In Russia, it is now possible to get vaccinated not only with Sputnik V: KoviVak was launched into mass production at the end of March, and EpiVacCorona recently reached the regions. But comparing these vaccines with their predecessors is even more difficult than looking for a winner among existing vaccines – because we don't really know anything about them.

In the context of a pandemic, as can be seen, regulators make decisions faster than scientific articles are published. Among all the vaccine developers on the planet, only Pfizer and BioNTech managed to publish the results of the third phase of their trials in a scientific journal before they received permission for mass vaccination. In other cases, ordinary people could not open the article and independently assess how high-quality the vaccine that the government offers them is, and how plausible the data on its effectiveness look.
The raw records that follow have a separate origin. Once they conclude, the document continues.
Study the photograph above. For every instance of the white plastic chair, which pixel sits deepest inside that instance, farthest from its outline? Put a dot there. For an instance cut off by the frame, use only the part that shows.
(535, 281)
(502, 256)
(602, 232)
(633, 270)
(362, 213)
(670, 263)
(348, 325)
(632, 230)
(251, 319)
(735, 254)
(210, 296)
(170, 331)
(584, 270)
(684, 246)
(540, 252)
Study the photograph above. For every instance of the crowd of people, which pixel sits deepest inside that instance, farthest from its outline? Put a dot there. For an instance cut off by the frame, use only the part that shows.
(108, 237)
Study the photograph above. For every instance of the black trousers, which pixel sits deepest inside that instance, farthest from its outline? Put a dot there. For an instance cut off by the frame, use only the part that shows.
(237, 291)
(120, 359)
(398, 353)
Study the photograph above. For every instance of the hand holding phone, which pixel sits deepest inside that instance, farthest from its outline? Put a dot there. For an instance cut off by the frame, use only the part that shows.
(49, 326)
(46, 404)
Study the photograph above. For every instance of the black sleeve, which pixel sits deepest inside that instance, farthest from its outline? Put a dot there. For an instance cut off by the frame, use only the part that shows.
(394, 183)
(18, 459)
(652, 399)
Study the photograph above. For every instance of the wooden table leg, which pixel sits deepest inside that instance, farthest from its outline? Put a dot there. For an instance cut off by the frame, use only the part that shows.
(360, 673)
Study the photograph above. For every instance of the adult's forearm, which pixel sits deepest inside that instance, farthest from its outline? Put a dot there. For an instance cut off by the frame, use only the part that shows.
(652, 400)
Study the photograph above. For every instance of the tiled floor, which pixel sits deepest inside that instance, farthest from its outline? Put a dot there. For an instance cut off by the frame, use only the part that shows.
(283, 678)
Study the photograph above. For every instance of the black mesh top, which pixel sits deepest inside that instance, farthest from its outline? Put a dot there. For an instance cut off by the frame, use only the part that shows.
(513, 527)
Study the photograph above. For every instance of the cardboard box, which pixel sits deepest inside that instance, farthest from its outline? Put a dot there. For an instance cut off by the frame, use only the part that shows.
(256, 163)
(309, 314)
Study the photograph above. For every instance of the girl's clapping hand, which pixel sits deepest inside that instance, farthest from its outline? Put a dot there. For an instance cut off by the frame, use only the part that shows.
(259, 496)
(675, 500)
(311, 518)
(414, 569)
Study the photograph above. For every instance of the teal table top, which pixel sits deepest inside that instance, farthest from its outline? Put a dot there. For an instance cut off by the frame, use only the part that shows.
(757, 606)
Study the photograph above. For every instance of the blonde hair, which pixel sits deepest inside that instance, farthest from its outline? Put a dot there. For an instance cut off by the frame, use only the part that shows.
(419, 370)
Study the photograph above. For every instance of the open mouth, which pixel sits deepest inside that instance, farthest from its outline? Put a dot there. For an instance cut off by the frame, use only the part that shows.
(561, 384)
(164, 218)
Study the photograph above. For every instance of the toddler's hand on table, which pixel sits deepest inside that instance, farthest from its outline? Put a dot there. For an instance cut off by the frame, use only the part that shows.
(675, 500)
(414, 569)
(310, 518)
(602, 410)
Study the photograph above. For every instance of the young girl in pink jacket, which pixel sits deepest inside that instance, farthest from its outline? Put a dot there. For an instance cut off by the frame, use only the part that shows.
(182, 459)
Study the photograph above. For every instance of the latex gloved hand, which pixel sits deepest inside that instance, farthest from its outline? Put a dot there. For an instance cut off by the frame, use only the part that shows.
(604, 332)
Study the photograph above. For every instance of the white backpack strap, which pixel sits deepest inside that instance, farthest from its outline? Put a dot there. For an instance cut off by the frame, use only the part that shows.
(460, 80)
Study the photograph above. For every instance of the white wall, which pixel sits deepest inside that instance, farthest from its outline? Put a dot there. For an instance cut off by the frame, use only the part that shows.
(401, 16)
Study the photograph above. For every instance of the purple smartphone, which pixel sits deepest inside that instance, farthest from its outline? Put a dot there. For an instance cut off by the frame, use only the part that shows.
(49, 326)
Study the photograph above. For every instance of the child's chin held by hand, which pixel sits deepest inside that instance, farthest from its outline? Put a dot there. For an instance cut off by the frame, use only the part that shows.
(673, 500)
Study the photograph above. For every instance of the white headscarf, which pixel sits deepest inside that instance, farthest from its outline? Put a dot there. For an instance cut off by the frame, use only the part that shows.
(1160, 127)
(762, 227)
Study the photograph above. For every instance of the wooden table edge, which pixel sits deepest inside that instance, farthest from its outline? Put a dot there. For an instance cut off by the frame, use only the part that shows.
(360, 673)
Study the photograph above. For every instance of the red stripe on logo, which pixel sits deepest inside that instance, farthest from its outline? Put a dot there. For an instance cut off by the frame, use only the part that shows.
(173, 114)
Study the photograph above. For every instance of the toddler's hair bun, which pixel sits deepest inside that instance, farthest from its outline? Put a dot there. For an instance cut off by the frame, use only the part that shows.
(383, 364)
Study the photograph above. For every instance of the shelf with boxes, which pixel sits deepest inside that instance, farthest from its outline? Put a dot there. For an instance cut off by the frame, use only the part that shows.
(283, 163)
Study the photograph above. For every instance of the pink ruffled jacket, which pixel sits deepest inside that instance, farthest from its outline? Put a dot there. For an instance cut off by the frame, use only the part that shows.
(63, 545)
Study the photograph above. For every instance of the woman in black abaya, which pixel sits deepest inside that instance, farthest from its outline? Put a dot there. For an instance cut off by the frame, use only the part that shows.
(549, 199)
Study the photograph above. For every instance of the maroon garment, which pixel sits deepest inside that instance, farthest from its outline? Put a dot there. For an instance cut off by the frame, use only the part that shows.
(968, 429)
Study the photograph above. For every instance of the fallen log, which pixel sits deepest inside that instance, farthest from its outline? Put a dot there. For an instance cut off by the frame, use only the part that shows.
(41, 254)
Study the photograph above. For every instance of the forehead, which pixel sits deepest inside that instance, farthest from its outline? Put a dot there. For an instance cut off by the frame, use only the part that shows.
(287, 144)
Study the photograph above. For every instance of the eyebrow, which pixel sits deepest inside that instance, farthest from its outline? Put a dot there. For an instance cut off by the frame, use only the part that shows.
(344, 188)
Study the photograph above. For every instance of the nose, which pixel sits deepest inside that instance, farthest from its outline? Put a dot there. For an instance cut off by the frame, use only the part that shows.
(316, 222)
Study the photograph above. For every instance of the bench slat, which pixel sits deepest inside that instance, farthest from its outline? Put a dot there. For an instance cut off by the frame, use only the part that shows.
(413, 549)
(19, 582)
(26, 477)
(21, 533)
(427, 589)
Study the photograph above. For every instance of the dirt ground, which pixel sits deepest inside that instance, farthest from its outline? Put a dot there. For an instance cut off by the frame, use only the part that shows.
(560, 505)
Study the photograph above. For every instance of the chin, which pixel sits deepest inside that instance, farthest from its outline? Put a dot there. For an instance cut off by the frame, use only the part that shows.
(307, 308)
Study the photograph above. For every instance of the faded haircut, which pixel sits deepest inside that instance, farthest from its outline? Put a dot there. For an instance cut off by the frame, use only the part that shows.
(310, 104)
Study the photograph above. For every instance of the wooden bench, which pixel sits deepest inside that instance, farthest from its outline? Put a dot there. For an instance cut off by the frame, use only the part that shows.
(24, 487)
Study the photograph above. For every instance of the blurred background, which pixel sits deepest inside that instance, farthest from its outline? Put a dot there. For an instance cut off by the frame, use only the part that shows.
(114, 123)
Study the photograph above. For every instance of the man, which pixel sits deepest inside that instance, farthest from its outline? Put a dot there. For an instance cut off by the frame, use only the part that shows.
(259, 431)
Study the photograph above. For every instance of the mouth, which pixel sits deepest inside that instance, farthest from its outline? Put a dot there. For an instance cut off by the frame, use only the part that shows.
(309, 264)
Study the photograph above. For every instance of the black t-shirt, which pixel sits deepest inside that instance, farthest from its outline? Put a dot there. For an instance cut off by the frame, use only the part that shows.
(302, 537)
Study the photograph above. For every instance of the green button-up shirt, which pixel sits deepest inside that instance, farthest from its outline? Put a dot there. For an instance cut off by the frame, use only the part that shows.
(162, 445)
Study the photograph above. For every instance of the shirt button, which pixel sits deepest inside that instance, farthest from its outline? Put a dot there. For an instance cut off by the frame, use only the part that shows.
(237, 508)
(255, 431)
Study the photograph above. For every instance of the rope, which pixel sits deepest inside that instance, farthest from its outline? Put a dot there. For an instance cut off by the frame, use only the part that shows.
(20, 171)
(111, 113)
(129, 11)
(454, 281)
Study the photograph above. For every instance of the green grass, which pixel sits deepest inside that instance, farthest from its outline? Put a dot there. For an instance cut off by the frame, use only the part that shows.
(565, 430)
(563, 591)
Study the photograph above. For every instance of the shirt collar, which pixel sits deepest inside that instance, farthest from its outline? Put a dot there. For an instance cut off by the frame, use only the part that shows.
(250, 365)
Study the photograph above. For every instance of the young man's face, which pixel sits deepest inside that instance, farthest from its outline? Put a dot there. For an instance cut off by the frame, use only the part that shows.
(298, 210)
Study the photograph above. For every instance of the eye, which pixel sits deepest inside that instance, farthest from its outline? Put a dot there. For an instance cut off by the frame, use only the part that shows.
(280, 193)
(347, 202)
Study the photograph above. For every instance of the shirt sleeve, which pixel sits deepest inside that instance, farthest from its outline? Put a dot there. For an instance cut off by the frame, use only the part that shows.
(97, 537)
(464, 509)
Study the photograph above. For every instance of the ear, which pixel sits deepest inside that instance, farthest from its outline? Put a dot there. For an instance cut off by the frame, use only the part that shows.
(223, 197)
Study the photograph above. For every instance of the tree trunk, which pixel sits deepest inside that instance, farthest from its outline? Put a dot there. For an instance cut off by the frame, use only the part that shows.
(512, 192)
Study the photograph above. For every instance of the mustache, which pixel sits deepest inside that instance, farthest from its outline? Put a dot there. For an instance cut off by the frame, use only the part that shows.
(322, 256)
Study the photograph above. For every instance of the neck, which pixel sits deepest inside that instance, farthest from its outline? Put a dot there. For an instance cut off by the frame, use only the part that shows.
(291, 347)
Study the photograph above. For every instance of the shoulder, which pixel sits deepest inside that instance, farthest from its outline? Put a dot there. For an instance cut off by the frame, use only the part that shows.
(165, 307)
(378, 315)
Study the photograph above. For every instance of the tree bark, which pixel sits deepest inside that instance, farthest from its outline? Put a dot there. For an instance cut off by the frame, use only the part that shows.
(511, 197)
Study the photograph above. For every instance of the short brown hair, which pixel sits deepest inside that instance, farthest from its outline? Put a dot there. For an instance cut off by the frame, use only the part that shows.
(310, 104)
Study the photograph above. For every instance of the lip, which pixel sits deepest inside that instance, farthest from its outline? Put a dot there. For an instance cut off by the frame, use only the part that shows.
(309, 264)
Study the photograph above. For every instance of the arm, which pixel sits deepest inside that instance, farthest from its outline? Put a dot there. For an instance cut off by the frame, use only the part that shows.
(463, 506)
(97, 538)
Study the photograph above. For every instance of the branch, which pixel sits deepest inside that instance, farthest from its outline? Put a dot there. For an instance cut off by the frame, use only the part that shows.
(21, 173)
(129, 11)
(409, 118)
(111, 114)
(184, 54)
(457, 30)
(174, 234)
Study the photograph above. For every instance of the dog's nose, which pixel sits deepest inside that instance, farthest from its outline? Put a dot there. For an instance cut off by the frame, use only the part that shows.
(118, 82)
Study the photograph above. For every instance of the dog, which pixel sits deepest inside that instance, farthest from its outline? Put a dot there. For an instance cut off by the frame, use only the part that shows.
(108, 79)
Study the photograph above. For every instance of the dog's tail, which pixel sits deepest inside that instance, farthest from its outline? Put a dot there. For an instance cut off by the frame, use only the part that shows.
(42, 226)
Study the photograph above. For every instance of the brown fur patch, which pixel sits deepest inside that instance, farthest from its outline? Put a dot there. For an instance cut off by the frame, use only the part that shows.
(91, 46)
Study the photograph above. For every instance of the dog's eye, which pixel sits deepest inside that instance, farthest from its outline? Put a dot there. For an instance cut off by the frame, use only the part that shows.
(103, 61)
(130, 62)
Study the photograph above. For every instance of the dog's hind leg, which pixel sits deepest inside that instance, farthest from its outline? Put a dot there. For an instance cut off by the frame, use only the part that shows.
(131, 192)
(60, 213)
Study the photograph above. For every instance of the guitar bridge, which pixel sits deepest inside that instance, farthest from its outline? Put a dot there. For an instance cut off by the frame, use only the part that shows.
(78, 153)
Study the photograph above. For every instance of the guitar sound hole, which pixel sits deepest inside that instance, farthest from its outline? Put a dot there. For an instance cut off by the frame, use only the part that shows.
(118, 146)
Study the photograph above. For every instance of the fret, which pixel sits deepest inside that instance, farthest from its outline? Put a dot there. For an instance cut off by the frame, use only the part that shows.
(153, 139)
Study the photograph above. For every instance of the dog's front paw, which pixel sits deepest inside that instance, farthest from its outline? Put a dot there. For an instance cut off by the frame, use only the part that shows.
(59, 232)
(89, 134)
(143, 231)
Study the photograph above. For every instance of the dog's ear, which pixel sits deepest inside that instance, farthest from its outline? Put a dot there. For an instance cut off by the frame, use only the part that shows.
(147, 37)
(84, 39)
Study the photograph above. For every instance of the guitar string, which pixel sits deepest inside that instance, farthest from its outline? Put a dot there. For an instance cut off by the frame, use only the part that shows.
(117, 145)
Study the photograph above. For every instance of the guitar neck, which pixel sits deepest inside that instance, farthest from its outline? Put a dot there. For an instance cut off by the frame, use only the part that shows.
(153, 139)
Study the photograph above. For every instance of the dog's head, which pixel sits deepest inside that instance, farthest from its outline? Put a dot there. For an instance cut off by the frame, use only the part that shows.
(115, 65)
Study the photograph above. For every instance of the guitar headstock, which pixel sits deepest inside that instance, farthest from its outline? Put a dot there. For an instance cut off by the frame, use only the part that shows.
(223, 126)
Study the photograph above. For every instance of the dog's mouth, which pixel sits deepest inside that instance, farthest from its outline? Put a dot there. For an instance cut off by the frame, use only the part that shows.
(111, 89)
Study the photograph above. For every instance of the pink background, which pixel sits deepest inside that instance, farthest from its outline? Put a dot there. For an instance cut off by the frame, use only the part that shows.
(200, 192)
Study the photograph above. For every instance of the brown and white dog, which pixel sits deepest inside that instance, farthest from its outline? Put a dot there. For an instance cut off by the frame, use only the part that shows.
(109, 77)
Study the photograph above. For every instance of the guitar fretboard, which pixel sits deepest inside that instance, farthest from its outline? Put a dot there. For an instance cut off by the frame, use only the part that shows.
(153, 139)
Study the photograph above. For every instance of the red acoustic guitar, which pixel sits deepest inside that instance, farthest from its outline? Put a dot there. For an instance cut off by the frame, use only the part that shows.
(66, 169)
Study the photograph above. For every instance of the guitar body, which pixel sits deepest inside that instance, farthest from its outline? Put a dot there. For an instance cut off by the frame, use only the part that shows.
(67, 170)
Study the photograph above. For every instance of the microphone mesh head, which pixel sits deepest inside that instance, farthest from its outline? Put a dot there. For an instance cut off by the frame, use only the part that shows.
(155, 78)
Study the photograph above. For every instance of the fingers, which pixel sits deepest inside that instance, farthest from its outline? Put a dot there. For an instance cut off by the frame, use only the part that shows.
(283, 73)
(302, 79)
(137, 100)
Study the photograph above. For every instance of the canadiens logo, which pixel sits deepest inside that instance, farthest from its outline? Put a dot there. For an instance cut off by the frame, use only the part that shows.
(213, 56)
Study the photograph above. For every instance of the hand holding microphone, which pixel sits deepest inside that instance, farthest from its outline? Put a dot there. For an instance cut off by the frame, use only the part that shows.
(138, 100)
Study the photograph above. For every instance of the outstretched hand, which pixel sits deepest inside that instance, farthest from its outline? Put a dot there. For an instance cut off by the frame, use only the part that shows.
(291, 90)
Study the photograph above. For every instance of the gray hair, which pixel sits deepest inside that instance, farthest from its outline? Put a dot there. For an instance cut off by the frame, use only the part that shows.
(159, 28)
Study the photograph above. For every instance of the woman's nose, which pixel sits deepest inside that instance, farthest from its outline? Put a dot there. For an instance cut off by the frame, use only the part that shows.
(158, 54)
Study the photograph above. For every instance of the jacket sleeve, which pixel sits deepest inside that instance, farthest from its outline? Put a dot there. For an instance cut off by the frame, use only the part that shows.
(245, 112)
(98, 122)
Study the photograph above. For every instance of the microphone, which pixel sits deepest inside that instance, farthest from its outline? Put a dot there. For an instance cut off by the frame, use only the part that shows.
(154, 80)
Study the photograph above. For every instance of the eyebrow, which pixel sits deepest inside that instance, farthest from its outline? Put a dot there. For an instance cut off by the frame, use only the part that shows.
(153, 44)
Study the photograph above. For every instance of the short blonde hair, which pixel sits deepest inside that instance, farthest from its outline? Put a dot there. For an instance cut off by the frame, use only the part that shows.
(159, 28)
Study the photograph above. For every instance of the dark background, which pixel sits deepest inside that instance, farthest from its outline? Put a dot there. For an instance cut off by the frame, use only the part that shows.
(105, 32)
In the USA, this problem is solved by the standard practice of the FDA: before approving a particular vaccine, experts post their own, independent analysis of the data provided to officials by the developer company. And although the creators of the latest vaccine approved in the USA – Johnson & Johnson – have not yet published the results of the third phase of trials in a scientific journal, preliminary data have long been on the FDA website. And anyone who doubts the effectiveness of this vaccine can get acquainted with these data and figure out where its 66 percent effectiveness came from.

There is no such practice in Russia, and until a new vaccine is published in a scientific journal, we can only take the regulators at their word. And if the developers of Sputnik ultimately took care of two detailed publications about the results of the tests, then the creators of EpiVacCorona at the time of the start of mass vaccination can only boast of the results of phase 1-2. And there is not a single publication on the account of the Chumakov Center about the work of its vaccine, and the third phase of testing is just beginning.

The testers of "EpiVacCorona" and "KOVIVAK" undoubtedly had to face the same difficulties as their foreign colleagues: the epidemiological situation is changing, mass vaccination is ruining plans, volunteers are becoming scarce. Therefore, when and if the results of their research appear in the public domain, they will probably not be as beautiful and unambiguous as the pioneering vaccines. But there is no such data. So, for now, these vaccines cannot claim an assessment and a place on the general ladder, wherever it leads.